Nord-Kivu : l’escalade des violences alarme les humanitaires en RDC
Le territoire de Rutshuru, situé dans le Nord-Kivu, est le théâtre d’une détérioration alarmante de la sécurité. Entre mardi et mercredi, le 24 juin, une série d’incidents violents a été recensée, incluant l’enlèvement d’au moins dix individus, le décès de deux personnes, et le pillage de nombreux biens. Des organisations sur place lancent un appel pressant pour un retour rapide à la stabilité dans cette région de l’est de la République démocratique du Congo.
Ces événements préoccupants, qui ont touché au moins six localités, englobent des enlèvements ciblés, des attaques armées sur les axes routiers, des incursions dans des habitations civiles, et des affrontements entre divers groupes armés.

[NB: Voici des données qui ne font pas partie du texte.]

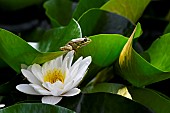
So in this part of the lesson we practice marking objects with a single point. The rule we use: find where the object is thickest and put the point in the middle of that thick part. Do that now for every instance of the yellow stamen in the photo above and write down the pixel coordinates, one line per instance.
(54, 75)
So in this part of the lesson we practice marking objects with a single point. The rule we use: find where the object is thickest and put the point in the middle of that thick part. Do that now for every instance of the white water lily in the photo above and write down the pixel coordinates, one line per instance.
(56, 78)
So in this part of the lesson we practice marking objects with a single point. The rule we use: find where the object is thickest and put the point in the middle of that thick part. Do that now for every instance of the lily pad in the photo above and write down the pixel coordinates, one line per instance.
(97, 21)
(104, 48)
(83, 6)
(137, 70)
(59, 11)
(135, 8)
(35, 108)
(103, 103)
(146, 97)
(15, 51)
(58, 37)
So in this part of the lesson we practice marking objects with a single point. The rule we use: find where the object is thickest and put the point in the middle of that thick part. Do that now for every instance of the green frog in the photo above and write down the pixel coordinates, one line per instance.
(75, 44)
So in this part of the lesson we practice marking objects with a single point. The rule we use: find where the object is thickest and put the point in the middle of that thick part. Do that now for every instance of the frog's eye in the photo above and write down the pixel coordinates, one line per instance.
(85, 39)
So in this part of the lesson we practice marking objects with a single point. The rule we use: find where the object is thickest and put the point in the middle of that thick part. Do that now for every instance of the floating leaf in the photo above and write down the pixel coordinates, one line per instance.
(15, 51)
(103, 87)
(104, 48)
(97, 21)
(35, 108)
(58, 37)
(19, 4)
(146, 97)
(135, 8)
(136, 69)
(59, 11)
(83, 6)
(103, 103)
(159, 53)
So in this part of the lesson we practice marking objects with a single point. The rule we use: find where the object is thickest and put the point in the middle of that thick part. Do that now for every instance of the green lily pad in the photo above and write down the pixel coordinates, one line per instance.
(103, 103)
(19, 4)
(83, 6)
(146, 97)
(15, 51)
(137, 70)
(159, 53)
(58, 37)
(59, 11)
(104, 48)
(35, 108)
(97, 21)
(103, 87)
(135, 8)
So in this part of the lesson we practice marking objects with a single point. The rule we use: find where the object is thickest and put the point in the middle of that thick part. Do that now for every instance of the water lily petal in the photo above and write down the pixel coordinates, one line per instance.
(84, 65)
(75, 67)
(58, 62)
(26, 88)
(31, 78)
(37, 71)
(72, 92)
(57, 88)
(51, 100)
(45, 67)
(40, 89)
(2, 105)
(77, 82)
(70, 56)
(68, 86)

Dans la matinée du mercredi, entre 9h et 10h, pas moins de sept personnes ont été enlevées sur les tronçons Kibirizi-Rwindi, près de Butindiri, et Kibirizi-Kibingu. Parmi les victimes figuraient trois conducteurs de moto-taxi et leurs passagers. Les assaillants ont également dérobé dix-huit colis de poissons qui venaient d’être transportés depuis Vitshumbi. L’identité des responsables de ces enlèvements demeure inconnue à ce jour.
La veille, le mardi, trois autres personnes avaient été kidnappées. Deux d’entre elles ont été capturées lors d’une incursion armée dans une résidence du quartier Buzito, à Kiwanja, tandis que la troisième a été interceptée dans le quartier Majengo, à Kibirizi.

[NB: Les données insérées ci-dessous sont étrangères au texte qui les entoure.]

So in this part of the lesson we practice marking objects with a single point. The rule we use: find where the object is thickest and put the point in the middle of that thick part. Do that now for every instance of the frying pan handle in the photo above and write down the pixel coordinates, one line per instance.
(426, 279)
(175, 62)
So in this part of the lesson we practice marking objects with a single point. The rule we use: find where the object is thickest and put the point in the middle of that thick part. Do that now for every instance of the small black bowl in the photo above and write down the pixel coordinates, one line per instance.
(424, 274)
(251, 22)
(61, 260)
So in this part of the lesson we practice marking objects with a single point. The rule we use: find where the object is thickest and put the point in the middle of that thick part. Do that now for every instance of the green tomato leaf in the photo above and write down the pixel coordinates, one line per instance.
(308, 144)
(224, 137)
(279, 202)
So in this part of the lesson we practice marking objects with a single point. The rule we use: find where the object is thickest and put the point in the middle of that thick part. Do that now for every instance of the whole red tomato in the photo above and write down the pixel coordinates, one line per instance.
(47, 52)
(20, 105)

Également mardi, un camion transportant des marchandises pour des commerçants a été la cible d’une attaque sur l’axe Kanyabayonga-Rwindi. Des individus armés ont ouvert le feu pour contraindre le chauffeur à s’arrêter avant de s’emparer de la cargaison. Fort heureusement, aucune victime n’a été signalée lors de cette agression.
Le même jour, la localité de Kiseguro a été le théâtre d’un drame où une femme de 22 ans et son enfant ont perdu la vie. Selon les témoignages recueillis localement, ils auraient été atteints mortellement par des balles perdues au cours d’affrontements opposant les rebelles de l’AFC-M23 aux combattants des FDLR.
Par ailleurs, la Croix-Rouge de la RDC a fait part du décès de deux de ses volontaires, tués le 16 juin dernier dans le territoire de Walungu, au Sud-Kivu. Ces volontaires étaient en mission de supervision de travaux d’adduction d’eau potable dans le village de Kakumba lorsqu’ils ont été attaqués.
Edgard Mateso, le président national de la Croix-Rouge en RDC, a exprimé sa ferme condamnation de cette attaque, la qualifiant de violation flagrante des principes humanitaires internationaux. Il a insisté sur le fait que ce tragique événement met en lumière les périls constants auxquels sont confrontés les travailleurs humanitaires œuvrant dans l’est du pays.